Gleichwohl wird unser Konzept mitunter nicht in seiner Ganzheit erfasst, sodass wir uns in der Verantwortung sehen, unsere Arbeit noch aktiver zu kommunizieren und mehr Menschen dafür zu begeistern, damit unsere Initiativen auch in Zukunft Bestand haben können.
Herausforderungen
Die Arbeit in Indien ist vor allem in zweierlei Hinsicht eine Herausforderung: Einerseits gilt es, Ausbildungsmöglichkeiten zu schaffen, andererseits müssen Arbeitskräfte gewonnen werden. Die Arbeit im Bereich der Arbeit mit Menschen mit Assistenzbedarf wird nicht als lukrativer Beruf angesehen, weshalb eine Aufwertung des Sektors auf allen Ebenen erforderlich ist. Es gilt, die Zufriedenheit mit der Entlohnung zu steigern, die Möglichkeiten zur Verbesserung der beruflichen Qualifikationen zu optimieren und alle in diesem Gebiet Beteiligten aufzuwerten.
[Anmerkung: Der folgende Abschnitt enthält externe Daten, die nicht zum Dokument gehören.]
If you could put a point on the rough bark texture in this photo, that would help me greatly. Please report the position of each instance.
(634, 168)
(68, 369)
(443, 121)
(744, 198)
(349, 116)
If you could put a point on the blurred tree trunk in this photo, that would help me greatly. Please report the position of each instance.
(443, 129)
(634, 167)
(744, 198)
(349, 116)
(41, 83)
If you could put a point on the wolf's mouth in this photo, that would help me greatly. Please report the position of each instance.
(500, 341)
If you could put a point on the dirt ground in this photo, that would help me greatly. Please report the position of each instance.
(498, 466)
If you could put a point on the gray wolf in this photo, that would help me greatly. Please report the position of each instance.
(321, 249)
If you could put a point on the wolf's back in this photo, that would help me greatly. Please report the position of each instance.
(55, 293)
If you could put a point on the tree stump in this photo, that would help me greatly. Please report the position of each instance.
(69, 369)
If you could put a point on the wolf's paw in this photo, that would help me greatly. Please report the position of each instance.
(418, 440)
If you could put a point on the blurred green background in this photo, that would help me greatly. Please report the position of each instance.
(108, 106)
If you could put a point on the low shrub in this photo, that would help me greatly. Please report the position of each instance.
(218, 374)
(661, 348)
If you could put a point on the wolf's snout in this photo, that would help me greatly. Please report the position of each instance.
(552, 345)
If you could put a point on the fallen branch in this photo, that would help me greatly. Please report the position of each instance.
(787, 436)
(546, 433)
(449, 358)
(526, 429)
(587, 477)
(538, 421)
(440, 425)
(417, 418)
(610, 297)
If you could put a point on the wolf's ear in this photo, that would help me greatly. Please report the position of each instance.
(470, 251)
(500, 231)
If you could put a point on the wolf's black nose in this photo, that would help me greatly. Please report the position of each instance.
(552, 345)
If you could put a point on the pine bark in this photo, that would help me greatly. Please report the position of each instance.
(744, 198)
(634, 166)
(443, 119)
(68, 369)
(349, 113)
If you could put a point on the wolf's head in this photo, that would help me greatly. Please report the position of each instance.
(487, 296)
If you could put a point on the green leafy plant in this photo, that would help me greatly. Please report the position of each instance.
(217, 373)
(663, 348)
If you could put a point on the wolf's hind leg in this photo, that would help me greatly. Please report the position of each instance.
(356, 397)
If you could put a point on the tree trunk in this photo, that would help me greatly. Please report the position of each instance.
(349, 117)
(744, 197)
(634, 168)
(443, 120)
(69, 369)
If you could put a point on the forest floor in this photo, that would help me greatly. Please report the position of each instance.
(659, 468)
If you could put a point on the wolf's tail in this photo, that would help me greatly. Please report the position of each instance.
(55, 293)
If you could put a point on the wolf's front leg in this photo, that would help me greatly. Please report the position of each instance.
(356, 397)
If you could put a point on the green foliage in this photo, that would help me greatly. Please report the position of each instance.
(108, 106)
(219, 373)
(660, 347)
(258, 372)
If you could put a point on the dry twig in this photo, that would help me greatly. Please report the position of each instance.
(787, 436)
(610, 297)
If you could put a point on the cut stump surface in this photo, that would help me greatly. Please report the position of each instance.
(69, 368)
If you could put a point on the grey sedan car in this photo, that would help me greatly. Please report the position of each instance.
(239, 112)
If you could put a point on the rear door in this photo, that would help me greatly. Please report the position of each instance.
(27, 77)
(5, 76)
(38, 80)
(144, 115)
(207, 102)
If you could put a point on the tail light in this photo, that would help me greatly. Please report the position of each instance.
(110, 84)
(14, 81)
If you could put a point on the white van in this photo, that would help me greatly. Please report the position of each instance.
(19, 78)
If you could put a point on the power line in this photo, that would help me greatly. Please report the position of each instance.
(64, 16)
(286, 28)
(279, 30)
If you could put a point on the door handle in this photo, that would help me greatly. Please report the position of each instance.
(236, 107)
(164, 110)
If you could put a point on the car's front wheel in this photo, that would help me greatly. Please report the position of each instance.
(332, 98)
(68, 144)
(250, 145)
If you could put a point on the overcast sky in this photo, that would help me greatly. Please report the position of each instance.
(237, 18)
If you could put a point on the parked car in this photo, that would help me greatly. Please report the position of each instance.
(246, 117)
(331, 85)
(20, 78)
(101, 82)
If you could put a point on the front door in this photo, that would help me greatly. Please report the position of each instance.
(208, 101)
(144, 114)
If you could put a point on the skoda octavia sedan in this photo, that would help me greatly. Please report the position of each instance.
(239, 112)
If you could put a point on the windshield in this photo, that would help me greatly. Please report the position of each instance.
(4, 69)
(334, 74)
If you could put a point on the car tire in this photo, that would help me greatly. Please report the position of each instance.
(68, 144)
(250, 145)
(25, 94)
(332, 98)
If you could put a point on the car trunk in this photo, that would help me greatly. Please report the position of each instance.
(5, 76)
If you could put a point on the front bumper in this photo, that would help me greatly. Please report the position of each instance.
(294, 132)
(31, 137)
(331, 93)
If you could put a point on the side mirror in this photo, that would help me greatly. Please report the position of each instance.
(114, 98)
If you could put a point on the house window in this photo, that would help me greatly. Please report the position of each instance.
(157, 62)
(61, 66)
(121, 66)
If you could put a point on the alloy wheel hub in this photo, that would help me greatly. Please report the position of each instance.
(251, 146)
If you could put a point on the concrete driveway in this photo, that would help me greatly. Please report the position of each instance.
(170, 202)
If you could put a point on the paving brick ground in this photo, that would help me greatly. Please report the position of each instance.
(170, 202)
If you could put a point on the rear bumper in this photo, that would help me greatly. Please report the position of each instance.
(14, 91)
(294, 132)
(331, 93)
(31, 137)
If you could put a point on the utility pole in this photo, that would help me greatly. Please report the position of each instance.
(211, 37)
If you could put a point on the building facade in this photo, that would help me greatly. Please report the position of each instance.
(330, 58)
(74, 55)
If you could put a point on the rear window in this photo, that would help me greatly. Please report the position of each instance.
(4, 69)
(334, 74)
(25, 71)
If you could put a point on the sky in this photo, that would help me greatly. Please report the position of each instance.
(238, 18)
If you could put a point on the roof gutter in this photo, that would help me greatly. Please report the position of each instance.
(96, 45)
Bislang wurde lediglich der Grundkurs in Englisch angeboten, welcher seitens der indischen Regierung keine Anerkennung erfährt. Zudem sind die aus diesem Kurs resultierenden Zertifikate für die Arbeitssuche von geringem Wert. Aufgrund der geographischen und sprachlichen Größe des Landes steht die Schaffung einer einheitlichen Berufsausbildung vor einer besonderen Herausforderung.
Wie in anderen Ländern weltweit sind auch unsere Organisationen mit Personalproblemen konfrontiert. Aus den dargelegten Gründen halten wir es für erforderlich, die Ausbildung auch in den lokalen Sprachen anzubieten.
Das im Jahr 2018 etablierte Indian Forum for Inclusive Social Development (Avapanam) hat bereits eine Reihe von Programmen erfolgreich implementiert, die den zuvor genannten Anforderungen entsprechen. In den vergangenen fünf Jahren haben wir jährlich viertägige Klausuren durchgeführt, welche ein ausgewogenes Verhältnis zwischen Vorträgen, Workshops und Möglichkeiten zum Austausch und zur Netzwerkbildung für alle Teilnehmenden bieten.
Avapanam hat gerade eine Reise begonnen und die höchste Priorität liegt in der Schaffung von Ausbildungsmöglichkeiten auf regionaler Ebene, die auch auf die nationale Ebene ausgeweitet werden sollen.